Visually, they appear as bands or "ghosts" near edges; audibly, they appear as "echos" near transients, particularly sounds from percussion instruments; most noticeable are the pre-echos.
The term "ringing" is because the output signal oscillates at a fading rate around a sharp transition in the input, similar to a bell after being struck.
In terms of the time domain, the cause of this type of ringing is the ripples in the sinc function,[1] which is the impulse response (time domain representation) of a perfect low-pass filter.
One may distinguish overshoot (and undershoot), which occurs when transitions are accentuated – the output is higher than the input – from ringing, where after an overshoot, the signal overcorrects and is now below the target value; these phenomena often occur together, and are thus often conflated and jointly referred to as "ringing".
This occurs most severely when the impulse response or step response of a filter has oscillations – less formally, if for a spike input, respectively a step input (a sharp transition), the output has bumps.
Ringing is closely related to overshoot and undershoot, which is when the output takes on values higher than the maximum (respectively, lower than the minimum) input value: one can have one without the other, but in important cases, such as a low-pass filter, one first has overshoot, then the response bounces back below the steady-state level, causing the first ring, and then oscillates back and forth above and below the steady-state level.
If one has a linear time invariant (LTI) filter, then one can understand the filter and ringing in terms of the impulse response (the time domain view), or in terms of its Fourier transform, the frequency response (the frequency domain view).
These ringing artifacts are not results of imperfect implementation or windowing: the ideal low-pass filter, while possessing the desired frequency response, necessarily causes ringing artifacts in the time domain.
Thus the basic solution from the time domain perspective is to use filters with nonnegative impulse response.
On the other hand, if the cause is a band-limited signal, as in JPEG, one cannot simply replace a filter, and ringing artifacts may prove hard to fix – they are present in JPEG 2000 and many audio compression codecs (in the form of pre-echo), as discussed in the examples.
In the time domain, the cause is an impulse response that oscillates, assuming negative values.
This can be resolved by using a filter whose impulse response is non-negative and does not oscillate, but shares desired traits.
However, it is not as good as a low-pass filter: it rolls off in the passband, and leaks in the stopband: in image terms, a Gaussian filter "blurs" the signal, which reflects the attenuation of desired higher frequency signals in the passband.
Flat response in the passband is desirable, so one windows with functions whose Fourier transform has fewer oscillations, so the frequency domain behavior is better.
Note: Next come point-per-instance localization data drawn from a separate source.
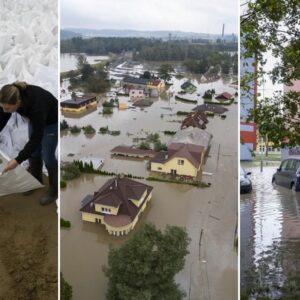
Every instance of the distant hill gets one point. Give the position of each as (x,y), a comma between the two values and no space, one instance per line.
(145,34)
(66,34)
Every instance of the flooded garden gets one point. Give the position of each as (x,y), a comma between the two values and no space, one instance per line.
(208,214)
(270,241)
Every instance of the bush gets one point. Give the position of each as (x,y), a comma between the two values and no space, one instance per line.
(65,289)
(158,146)
(182,113)
(64,125)
(107,111)
(75,129)
(63,184)
(115,132)
(144,146)
(153,137)
(186,100)
(70,171)
(103,130)
(89,130)
(169,132)
(65,223)
(108,103)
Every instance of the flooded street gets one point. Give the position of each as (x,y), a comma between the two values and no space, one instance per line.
(28,247)
(209,215)
(68,61)
(270,241)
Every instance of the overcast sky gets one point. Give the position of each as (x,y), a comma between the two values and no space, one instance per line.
(205,16)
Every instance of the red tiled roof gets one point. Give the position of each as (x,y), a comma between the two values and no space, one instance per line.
(193,153)
(197,119)
(117,221)
(117,192)
(155,82)
(225,96)
(131,150)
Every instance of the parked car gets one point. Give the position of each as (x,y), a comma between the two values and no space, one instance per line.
(245,182)
(288,174)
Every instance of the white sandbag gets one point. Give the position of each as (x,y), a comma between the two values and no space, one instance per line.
(28,52)
(17,180)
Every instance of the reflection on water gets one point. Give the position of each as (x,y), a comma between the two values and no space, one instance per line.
(68,61)
(85,246)
(270,239)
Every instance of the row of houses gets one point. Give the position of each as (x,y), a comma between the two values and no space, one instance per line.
(185,154)
(142,87)
(119,203)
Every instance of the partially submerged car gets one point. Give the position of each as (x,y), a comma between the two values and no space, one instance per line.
(288,174)
(245,182)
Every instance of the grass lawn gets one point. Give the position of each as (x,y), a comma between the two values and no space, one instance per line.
(270,157)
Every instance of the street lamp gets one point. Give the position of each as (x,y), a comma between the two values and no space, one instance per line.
(261,154)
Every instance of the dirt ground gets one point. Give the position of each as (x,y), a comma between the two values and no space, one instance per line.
(28,248)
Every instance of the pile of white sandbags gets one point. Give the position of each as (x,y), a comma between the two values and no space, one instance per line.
(28,52)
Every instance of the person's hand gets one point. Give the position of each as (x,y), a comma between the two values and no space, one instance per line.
(10,165)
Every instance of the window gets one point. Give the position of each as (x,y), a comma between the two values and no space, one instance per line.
(106,210)
(284,165)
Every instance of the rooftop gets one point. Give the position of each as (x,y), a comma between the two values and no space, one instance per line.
(224,96)
(193,153)
(117,192)
(215,108)
(193,136)
(80,100)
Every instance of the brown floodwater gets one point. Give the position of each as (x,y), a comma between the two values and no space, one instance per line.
(212,211)
(270,238)
(28,248)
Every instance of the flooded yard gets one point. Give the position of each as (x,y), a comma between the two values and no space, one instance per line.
(270,241)
(28,248)
(209,215)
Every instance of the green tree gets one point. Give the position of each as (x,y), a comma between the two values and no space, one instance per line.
(146,75)
(86,72)
(164,71)
(145,266)
(65,289)
(272,26)
(81,61)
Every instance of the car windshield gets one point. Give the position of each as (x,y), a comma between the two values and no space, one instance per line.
(242,172)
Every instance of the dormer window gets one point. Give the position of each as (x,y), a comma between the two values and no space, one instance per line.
(180,162)
(105,210)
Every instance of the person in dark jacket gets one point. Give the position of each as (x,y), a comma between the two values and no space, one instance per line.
(40,107)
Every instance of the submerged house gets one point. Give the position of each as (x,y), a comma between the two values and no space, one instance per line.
(78,104)
(210,108)
(137,94)
(117,204)
(188,87)
(193,136)
(151,87)
(195,119)
(224,96)
(181,159)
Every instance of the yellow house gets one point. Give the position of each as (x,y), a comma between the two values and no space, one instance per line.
(123,105)
(79,104)
(117,205)
(156,84)
(181,159)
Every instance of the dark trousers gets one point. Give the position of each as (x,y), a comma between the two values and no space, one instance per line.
(46,150)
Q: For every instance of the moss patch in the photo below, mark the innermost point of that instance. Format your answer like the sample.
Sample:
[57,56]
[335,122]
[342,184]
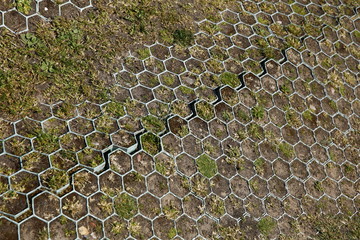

[6] In the frequency domain, the cause can be interpreted as due to the sharp (brick-wall) cut-off, and ringing reduced by using a filter with smoother roll-off.
Thus, among these the, first-order filter rolls off slowest, and hence exhibits the fewest time domain artifacts, but leaks the most in the stopband, while as order increases, the leakage decreases, but artifacts increase.
[4] While ringing artifacts are generally considered undesirable, the initial overshoot (haloing) at transitions increases acutance (apparent sharpness) by increasing the derivative across the transition, and thus can be considered as an enhancement.
[8] Another artifact is overshoot (and undershoot), which manifests itself not as rings, but as an increased jump at the transition.
If the signal is bounded, for instance an 8-bit or 16-bit integer, this overshoot and undershoot can exceed the range of permissible values, thus causing clipping.
Clipping can also occur for unrelated reasons, from a signal simply exceeding the range of a channel.
Some modern JPEG codecs, such as mozjpeg and ISO libjpeg, use such a trick to reduce ringing by deliberately causing overshoots in the IDCT results.
JPEG compression can introduce ringing artifacts at sharp transitions, which are particularly visible in text.
This is a due to loss of high frequency components, as in step response ringing.
In cases where these cause circular artifacts around point sources, these may be referred to as "rings" due to the round shape (formally, an annulus), which is unrelated to the "ringing" (oscillatory decay) frequency phenomenon discussed on this page.
[4] Many special functions exhibit oscillatory decay, and thus convolving with such a function yields ringing in the output; one may consider these ringing, or restrict the term to unintended artifacts in frequency domain signal processing.
Fraunhofer diffraction yields the Airy disk as point spread function, which has a ringing pattern.
In cameras, a combination of defocus and spherical aberration can yield circular artifacts ("ring" patterns).
However, the pattern of these artifacts need not be similar to ringing (as discussed on this page) – they may exhibit oscillatory decay (circles of decreasing intensity), or other intensity patterns, such as a single bright band.
Visual illusions can occur at transitions, as in Mach bands, which perceptually exhibit a similar undershoot/overshoot to the Gibbs phenomenon.